In an internal company presentation, food giant Nestlé acknowledges that more than 60 per cent of its mainstream food products and beverages do not meet its own recognised standard for healthy eating.


Star rating system

To determine whether a product can be considered healthy, Nestlé uses an Australian star rating system. This system assigns food items a score of up to five stars and is also used in international research by the Access to Nutrition Foundation. Nestlé regards a 3.5-star rating as the threshold of a recognised definition of health, writes the Financial Times.


A presentation issued to top executives of the Swiss group this year states that only 37 per cent of Nestlé's mainstream food and drink products by revenues earn a rating of more than 3.5 stars. This does not include pet food or specialised medical nutrition.


Within Nestlé's overall food and beverage portfolio, approximately 70 per cent of food products and 96 per cent of beverages do not meet this threshold, the presentation states. The same applies to 99 per cent of the confectionery and ice cream portfolio. Water and dairy products score much better, with 82 per cent of waters and 60 per cent of dairy products meeting the standard.

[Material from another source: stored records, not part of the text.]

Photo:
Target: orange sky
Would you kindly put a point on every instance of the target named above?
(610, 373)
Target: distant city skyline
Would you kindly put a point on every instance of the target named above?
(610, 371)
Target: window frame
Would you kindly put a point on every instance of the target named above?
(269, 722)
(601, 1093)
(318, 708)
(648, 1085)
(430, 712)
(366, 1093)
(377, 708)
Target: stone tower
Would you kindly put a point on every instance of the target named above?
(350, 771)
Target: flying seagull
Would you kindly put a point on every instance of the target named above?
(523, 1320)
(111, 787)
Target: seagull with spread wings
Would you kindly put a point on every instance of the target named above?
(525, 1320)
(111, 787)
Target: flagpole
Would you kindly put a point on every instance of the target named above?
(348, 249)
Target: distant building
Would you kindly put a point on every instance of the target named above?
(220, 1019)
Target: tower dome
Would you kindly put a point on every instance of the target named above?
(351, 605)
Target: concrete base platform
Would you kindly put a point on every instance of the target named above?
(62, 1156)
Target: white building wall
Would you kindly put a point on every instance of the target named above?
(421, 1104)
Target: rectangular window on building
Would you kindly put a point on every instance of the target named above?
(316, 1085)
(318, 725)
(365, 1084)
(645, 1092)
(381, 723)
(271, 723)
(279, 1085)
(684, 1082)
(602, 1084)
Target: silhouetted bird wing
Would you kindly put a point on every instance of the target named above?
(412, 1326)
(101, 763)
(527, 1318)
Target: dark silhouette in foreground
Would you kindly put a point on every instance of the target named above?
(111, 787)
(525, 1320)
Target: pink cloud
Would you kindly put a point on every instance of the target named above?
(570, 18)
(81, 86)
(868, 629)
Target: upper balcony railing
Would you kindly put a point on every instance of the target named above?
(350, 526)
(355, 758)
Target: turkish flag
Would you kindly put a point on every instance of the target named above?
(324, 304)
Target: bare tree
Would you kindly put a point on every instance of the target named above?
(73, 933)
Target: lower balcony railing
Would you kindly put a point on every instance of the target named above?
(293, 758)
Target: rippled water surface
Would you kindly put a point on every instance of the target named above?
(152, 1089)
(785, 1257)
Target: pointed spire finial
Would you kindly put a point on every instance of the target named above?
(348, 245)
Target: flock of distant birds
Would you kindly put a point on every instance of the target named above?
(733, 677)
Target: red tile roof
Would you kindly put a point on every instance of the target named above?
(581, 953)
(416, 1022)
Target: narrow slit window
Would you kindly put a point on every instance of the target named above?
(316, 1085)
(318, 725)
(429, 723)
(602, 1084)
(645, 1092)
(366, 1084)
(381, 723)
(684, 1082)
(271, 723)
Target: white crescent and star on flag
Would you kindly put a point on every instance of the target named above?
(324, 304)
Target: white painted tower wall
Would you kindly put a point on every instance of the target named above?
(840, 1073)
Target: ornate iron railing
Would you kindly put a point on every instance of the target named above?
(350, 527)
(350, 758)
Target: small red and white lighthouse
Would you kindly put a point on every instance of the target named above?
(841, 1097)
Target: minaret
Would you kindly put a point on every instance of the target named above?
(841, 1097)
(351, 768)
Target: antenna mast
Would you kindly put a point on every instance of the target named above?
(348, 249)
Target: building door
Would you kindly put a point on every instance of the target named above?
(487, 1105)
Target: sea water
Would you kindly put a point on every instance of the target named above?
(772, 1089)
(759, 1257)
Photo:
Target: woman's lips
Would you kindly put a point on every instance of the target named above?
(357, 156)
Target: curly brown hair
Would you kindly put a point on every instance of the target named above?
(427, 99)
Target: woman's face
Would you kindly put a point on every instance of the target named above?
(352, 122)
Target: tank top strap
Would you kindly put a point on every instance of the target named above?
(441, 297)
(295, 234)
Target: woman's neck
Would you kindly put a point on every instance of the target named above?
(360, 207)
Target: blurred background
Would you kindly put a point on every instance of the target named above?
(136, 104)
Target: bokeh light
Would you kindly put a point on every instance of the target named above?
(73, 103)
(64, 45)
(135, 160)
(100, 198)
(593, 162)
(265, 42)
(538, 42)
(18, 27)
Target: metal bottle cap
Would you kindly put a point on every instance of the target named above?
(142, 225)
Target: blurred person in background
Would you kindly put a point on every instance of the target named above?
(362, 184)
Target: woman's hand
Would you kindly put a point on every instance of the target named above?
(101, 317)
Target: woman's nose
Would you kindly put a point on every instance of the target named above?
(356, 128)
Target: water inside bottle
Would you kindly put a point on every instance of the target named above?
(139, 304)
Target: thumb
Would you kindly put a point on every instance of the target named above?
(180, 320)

"We have made significant improvements to our products . . . [but] our portfolio still underperforms against external definitions of health in a landscape where regulatory pressure and consumer demands are skyrocketing," the presentation said. The data exclude baby, pet and medical food and coffee. This means the data cover about half of the group's total annual sales.


Nestlé, meanwhile, says it is constantly evaluating its entire portfolio. The company points out that it has reduced the sugar and salt content by 14 to 15 per cent in the past few years.


Hefty task

Nevertheless, food experts believe that it will continue to be difficult for food giants such as Nestlé to make their portfolios healthy across the board. "Food companies’ job is to generate money for stockholders, and to generate it as quickly and in as large an amount as possible. They are going to sell products that reach a mass audience and are bought by as many people as possible, that people want to buy, and that is junk food," said Marion Nestle, visiting professor of food science at Cornell University.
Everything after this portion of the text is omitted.